What makes a good witches stew?
She added a dash of salt to her steaming cauldron. The aroma of warm children burbled up from the boiling brew. She’d carefully chosen just the right children for her special holiday soup. Plump young ones who ate lots of candies and cakes before Halloween. Their fat oozing with sweetness and syrupy fat. Now, it was paying off as the sweetness offset the cayenne pepper, garlic, coriander, and fennel. In addition to their succulent meat, she’d added roasted sugar pumpkin, sweet potato, and a large yellow onion that had made her cry as she sliced through its delicate skin.
She turned up the heat to get the flavors to meld and gel and mix together to create the magic. A magic that would fuel her coven of friends before they jumped on their brooms for a night of horrific good fun.
She only had one more thing to add. A sprig of a young girl. She’d really been too thin to consider, but she’d been the fat one's friend, so she’d had to take her too. The young girl lay bound on the floor, a rag stuffed in her mouth to keep her from screaming. But she still wriggled and rolled. Her eyes were a mix of fear one minute and then angry defiance the next.
The defiance worried her.
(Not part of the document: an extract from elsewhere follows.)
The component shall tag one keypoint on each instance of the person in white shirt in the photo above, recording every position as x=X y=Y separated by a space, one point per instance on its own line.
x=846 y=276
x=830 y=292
Years ago, she’d worn that air of defiance when the previous witch had captured her for Halloween stew. But she wasn’t worried; she knew she was still very strong and could bind the girl to her in a spell.
She reached down to pick up the spindrift and plop her clothes and all into the brew. The girl wriggled and fought with a wild cat’s ferocity, and just as suddenly, the fighting ceased as she disappeared into the simmering liquid. In a flash, steam erupted from the cauldron, wafting upward with the most delightful aroma.
That evening, she and her friends laughed as they slurped up the stew, ate their local organic sourdough bread, and drank the spirits of local vintners as they readied for what would be the event of the year. A terror so fulfilling that it kept them content for the rest of the year.
A few sacrifices for the peace the local villages could count on for the rest of the days of the year.